Upselling can be an art. But is doesn’t have to be. It can simply be part of your standard operating procedure. Recently, I visited a restaurant that made me want to save room for dessert. After our pager finally rang, a hostess began to lead us to our table. As we transitioned from the waiting area to the dining room, she stopped and gestured to a decorative half-table with six mouth-watering, house-made desserts plated beautifully. The hostess highlighted the unique aspects of each decadent dessert, adding a simple suggestion, “Save room for dessert.”
It took only 30 seconds, but it increased our ticket total by $15 for a couple. The power of suggestion is one of the best upselling tools in your arsenal. Had that hostess not planted those scrumptious thoughts of dessert, I might have missed out on the divine New York-style cheesecake with a Raspberry reduction because I finished all of my large portion entrée.

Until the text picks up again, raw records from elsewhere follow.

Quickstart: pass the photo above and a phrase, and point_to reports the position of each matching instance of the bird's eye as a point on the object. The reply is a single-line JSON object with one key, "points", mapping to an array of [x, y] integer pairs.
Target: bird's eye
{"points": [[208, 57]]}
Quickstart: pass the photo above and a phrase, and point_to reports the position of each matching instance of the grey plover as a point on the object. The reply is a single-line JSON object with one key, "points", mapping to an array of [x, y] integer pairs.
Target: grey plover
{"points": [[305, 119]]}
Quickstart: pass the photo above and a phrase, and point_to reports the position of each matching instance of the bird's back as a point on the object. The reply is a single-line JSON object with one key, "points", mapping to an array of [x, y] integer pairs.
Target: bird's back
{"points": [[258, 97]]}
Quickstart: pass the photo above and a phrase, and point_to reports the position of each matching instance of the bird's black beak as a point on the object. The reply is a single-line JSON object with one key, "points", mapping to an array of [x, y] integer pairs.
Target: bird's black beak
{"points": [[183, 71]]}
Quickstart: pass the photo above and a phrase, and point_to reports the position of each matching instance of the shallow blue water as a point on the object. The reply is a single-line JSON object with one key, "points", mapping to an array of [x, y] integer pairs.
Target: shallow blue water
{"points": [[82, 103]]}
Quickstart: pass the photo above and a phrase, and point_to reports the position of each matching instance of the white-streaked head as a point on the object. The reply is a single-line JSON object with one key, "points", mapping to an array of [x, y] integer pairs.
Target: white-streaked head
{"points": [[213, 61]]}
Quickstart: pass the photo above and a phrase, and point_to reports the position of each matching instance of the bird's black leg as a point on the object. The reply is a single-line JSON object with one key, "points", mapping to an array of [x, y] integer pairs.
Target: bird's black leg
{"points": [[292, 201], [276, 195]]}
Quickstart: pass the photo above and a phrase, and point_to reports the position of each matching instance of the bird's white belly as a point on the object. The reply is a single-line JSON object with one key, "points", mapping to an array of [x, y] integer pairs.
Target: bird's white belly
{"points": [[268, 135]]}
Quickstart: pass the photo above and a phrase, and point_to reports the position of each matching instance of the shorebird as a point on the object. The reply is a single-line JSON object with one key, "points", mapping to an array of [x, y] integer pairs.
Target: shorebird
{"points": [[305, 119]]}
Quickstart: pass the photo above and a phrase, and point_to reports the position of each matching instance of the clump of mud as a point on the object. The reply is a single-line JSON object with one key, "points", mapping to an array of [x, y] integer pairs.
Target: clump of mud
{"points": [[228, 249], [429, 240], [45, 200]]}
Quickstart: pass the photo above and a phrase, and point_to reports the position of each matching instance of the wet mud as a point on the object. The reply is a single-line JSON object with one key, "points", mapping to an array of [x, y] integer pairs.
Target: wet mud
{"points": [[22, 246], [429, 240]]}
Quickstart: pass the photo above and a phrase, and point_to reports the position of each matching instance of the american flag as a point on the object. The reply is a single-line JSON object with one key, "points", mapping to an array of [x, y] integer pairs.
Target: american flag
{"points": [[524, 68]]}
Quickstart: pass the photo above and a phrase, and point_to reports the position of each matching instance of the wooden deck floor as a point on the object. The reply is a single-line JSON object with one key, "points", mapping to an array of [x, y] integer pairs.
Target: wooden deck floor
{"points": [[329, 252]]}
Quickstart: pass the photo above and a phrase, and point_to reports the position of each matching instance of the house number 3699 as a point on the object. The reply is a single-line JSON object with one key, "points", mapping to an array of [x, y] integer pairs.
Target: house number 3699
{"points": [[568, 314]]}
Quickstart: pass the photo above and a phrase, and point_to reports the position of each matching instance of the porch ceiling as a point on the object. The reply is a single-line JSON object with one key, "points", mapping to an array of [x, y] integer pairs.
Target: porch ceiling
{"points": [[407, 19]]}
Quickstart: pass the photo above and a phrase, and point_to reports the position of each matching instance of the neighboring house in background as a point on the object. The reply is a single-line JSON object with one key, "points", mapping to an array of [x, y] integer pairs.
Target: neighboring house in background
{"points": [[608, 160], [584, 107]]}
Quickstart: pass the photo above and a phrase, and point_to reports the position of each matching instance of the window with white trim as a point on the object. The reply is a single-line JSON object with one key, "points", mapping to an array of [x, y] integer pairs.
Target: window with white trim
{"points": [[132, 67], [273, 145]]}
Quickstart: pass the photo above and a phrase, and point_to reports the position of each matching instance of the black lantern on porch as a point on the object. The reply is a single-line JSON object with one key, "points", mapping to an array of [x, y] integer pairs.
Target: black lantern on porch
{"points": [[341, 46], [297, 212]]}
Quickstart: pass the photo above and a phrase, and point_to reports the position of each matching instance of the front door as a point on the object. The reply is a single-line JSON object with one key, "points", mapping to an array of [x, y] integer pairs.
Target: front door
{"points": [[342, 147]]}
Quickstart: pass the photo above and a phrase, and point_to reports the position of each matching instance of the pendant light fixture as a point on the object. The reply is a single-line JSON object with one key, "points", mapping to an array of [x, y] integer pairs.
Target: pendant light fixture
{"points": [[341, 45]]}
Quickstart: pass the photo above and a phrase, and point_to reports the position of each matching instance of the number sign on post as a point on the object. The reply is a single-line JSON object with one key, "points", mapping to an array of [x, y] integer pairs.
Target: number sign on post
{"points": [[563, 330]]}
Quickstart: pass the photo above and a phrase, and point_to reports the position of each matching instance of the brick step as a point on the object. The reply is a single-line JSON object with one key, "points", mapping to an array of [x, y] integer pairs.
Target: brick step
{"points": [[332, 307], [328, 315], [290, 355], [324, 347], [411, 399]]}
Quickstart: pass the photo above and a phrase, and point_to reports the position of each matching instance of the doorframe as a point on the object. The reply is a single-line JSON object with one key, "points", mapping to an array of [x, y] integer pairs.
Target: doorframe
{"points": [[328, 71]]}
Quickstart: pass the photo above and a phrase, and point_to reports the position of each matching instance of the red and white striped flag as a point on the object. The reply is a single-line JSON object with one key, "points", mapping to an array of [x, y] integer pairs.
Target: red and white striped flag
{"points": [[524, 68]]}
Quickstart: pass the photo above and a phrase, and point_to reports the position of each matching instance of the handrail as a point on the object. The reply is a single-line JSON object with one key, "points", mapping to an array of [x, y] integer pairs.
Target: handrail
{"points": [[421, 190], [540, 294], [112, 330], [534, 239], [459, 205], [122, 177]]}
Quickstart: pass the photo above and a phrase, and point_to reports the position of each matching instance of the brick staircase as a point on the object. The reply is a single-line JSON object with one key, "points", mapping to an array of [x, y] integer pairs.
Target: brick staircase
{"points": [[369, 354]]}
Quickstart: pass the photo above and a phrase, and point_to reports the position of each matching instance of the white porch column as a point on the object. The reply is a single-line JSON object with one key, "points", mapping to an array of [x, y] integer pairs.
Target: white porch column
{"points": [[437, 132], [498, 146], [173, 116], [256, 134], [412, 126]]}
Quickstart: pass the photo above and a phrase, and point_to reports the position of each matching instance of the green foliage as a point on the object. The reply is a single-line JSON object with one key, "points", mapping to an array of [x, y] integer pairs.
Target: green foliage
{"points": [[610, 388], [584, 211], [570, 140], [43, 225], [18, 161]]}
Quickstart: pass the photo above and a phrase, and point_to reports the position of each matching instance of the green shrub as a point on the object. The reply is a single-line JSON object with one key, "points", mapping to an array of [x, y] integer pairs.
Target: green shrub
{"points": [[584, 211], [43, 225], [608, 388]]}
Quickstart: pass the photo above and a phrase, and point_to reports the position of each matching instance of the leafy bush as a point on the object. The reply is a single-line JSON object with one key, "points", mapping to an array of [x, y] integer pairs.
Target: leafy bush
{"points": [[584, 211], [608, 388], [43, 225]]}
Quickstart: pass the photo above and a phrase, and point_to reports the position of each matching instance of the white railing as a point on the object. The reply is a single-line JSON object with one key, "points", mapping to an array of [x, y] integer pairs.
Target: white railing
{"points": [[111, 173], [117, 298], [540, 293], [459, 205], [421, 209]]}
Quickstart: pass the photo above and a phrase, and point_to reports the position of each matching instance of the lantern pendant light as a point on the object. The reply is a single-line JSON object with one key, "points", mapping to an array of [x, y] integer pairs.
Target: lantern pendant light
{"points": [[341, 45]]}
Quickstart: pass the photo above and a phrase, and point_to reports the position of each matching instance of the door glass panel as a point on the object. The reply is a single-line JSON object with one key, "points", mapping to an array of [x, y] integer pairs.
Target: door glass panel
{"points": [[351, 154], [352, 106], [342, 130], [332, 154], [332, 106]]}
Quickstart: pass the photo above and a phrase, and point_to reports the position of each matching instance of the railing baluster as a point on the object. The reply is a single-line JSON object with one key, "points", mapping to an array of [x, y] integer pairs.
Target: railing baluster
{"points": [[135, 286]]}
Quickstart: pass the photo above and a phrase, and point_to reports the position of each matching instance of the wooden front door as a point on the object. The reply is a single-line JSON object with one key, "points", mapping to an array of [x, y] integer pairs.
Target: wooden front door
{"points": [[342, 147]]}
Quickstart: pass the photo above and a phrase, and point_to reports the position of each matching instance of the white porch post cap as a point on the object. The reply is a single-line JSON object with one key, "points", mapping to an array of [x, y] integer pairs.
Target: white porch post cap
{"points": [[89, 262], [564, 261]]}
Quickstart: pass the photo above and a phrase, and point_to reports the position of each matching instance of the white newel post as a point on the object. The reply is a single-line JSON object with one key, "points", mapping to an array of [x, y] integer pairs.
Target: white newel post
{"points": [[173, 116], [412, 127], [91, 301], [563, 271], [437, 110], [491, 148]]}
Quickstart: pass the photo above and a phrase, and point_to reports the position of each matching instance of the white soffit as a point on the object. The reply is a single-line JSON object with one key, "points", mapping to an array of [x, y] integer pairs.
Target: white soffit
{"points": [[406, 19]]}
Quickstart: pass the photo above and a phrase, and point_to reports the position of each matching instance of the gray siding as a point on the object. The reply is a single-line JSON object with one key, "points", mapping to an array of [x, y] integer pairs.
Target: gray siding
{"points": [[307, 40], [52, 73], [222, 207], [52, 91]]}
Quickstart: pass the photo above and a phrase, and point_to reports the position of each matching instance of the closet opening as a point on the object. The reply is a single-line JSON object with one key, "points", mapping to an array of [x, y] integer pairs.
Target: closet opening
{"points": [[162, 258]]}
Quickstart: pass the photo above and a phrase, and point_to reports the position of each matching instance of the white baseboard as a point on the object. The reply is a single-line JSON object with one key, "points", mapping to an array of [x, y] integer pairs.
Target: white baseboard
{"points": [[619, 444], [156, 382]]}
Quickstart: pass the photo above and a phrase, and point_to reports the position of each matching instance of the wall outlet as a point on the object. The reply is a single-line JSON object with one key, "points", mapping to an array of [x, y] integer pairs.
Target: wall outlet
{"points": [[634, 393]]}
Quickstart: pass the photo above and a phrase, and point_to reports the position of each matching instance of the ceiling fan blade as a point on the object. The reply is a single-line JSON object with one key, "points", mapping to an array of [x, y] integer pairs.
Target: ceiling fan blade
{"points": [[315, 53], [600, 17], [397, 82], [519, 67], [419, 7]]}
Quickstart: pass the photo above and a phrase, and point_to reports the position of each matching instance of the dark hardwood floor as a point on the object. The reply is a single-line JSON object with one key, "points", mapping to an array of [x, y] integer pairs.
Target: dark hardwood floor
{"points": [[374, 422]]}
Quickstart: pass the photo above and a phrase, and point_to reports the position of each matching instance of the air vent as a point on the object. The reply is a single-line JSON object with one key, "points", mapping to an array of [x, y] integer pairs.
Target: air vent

Promoting your dessert offerings is a great way to boost your bottom line with a low-cost, high margin menu items. Often times, I find that servers let me know about desserts too late— after I have filled myself up on pizza, wings and breadsticks. Pique my interest early into my visit. Showcase featured desserts in a display case at the front counter to entice customers or feature gorgeous photos of your desserts on table tents and on your menu.
Take a typical dessert to the next level. For example, turn that brownie or chocolate chip cookie into a sundae with a scoop of vanilla and a drizzle of caramel sauce. Cost it out and offer it as a weekly dessert special. Don’t forget to blast an up-close photo of the delicious dessert on your social media channels. Train your servers to make that dessert part of their introductions. A quick tip: Tell your servers to carry desserts at waist level and take their time walking through the dining room to the table. Other diners will take notice. I’ve almost fallen out of a chair trying to take a sneak peek at a plate traveling by me.